Pro tip: Get local beta. If you see a line of bolts going up from the ground but can’t see the whole route—don’t assume it’s 100% bolted. It’s the practice at some crags not to bolt sections that can be traditionally protected. Double-check the guidebook or ask a local if the route you’re eying needs a couple of pieces of trad pro to send it safely.
Preparation and practice for leading
When top-roping routes, climb at a slightly slower pace. Stop at each bolt and locate an in-balance stance that allows you to clip. Get good at finding positions where you can rest and shake out your arms. Practice down climbing the tricky moves as well.
Clipping quickdraws and managing the rope
Clipping is the act of hanging the top carabiner on the bolt and putting the rope through the bottom carabiner. It’s a climbing skill unique to leading and it’s totally worth practicing. There are a couple of recommended techniques for passing the rope through the carabiner. Taking a climbing course is the best way to learn them, then you can practice until clipping feels natural with your left and right hand.
Practice helps develop a smooth, efficient clipping technique and prevents some common problems: gates facing the wrong direction and ropes exiting through the back of the carabiner (called back clipping). These mistakes can cause a carabiner to twist or cause the gate to open during a fall.
Gates face away from where you’re going
When correctly clipped, the rope passes over the spine (not the gate) of a carabiner. Most of the time the orientation will be correct if you hang a draw so the gates face away from your body. But before you clip, look at the location of the next bolt. If it’s far out to the side of you, hang the draw so the gates face away from the direction you’ll be going as you climb up to the next bolt.
The rope comes out to you
To avoid back clipping, pass the rope through the carabiner so the sharp end (that’s the end you’re tied to) exits outward away from the rock, toward you.

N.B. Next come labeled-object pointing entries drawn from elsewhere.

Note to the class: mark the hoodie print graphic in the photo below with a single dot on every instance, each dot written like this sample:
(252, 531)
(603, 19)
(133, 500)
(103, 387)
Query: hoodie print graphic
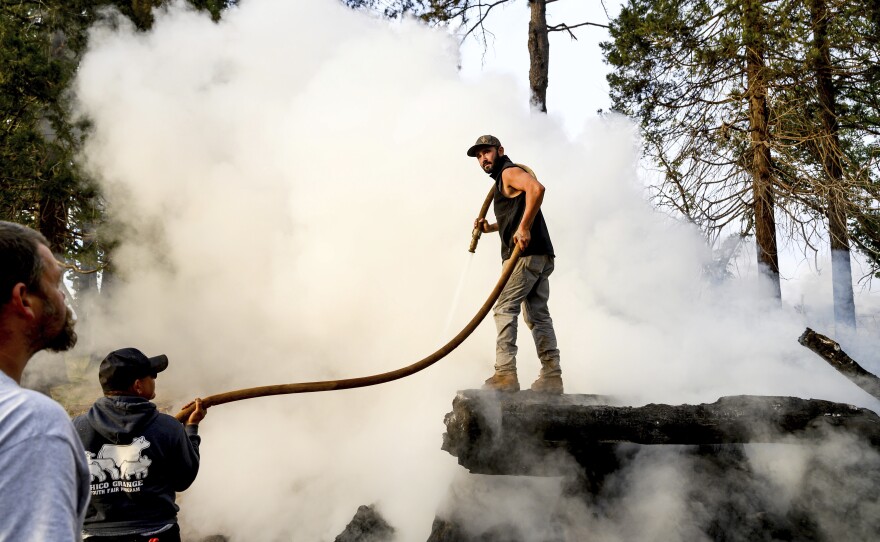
(124, 465)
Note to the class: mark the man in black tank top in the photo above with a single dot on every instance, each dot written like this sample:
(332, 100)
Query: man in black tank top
(517, 206)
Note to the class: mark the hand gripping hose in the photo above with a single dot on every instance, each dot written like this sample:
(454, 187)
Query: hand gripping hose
(361, 382)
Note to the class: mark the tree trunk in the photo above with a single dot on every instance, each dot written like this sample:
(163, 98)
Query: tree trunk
(53, 221)
(762, 180)
(828, 150)
(539, 54)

If it’s reversed, the rope is directed through the carabiner backward toward the rock and then out to you. It creates a super-sketchy s-bend around the carabiner that can cause the rope to unclip when weighted.
Quickdraws hang free
Once you’ve clipped the rope, check that the bottom carabiner isn’t being pushed over an edge or a bulge in the rock. If contact with the rock could twist the carabiner or force the gate open, swap it out for a longer or shorter draw, so the bottom carabiner hangs free.
Step over the rope
If you need to cross the rope, make sure to put your leg over, not under, it. If your foot is between the rope and the rock and you fall from above a bolt, it’s possible to be flipped upside down. This type of fall is one of the reasons to wear a helmet when leading.
Pro tip: Avoid z-clipping by starting at your knot. (If bolts are closely spaced and you pull up slack from below the previously clipped bolt, the result is a rope-dragging, zig-zag nightmare.) Place your hand at your tie-in knot, slide it along the rope, lift up and clip. Voila, you clipped the correct strand. Also, in Canada, it’s pronounced “zed-clip.”
When to clip
As a new leader, your first instinct as you approach a bolt will be to get clipped as soon as you’re able to reach it. Totally understandable. With the rope clipped above you, you’re effectively on top-rope until you climb past the bolt. But it’s safer and considerably more efficient to climb up and clip a bolt when it’s around chest height. When you reach up high to clip, you add lots of slack to the system and increase the distance you’ll fall if you don’t successfully make the clip.
Clipping stance is key
It can be extremely strenuous to clip from an awkward stance. You’ll be hanging on with one hand while pulling up big armfuls of slack with the other. The longer you’re there, the more energy you’ll expend. Your anxiety increases and your focus shifts from climbing the route to getting clipped. Instead, as you approach a bolt, try to focus on finding the most comfortable, secure clipping stance available. It’s worth the time to climb up a few moves into a position where you can clip smoothly — keeping your cool and preserving your strength for the rest of the route.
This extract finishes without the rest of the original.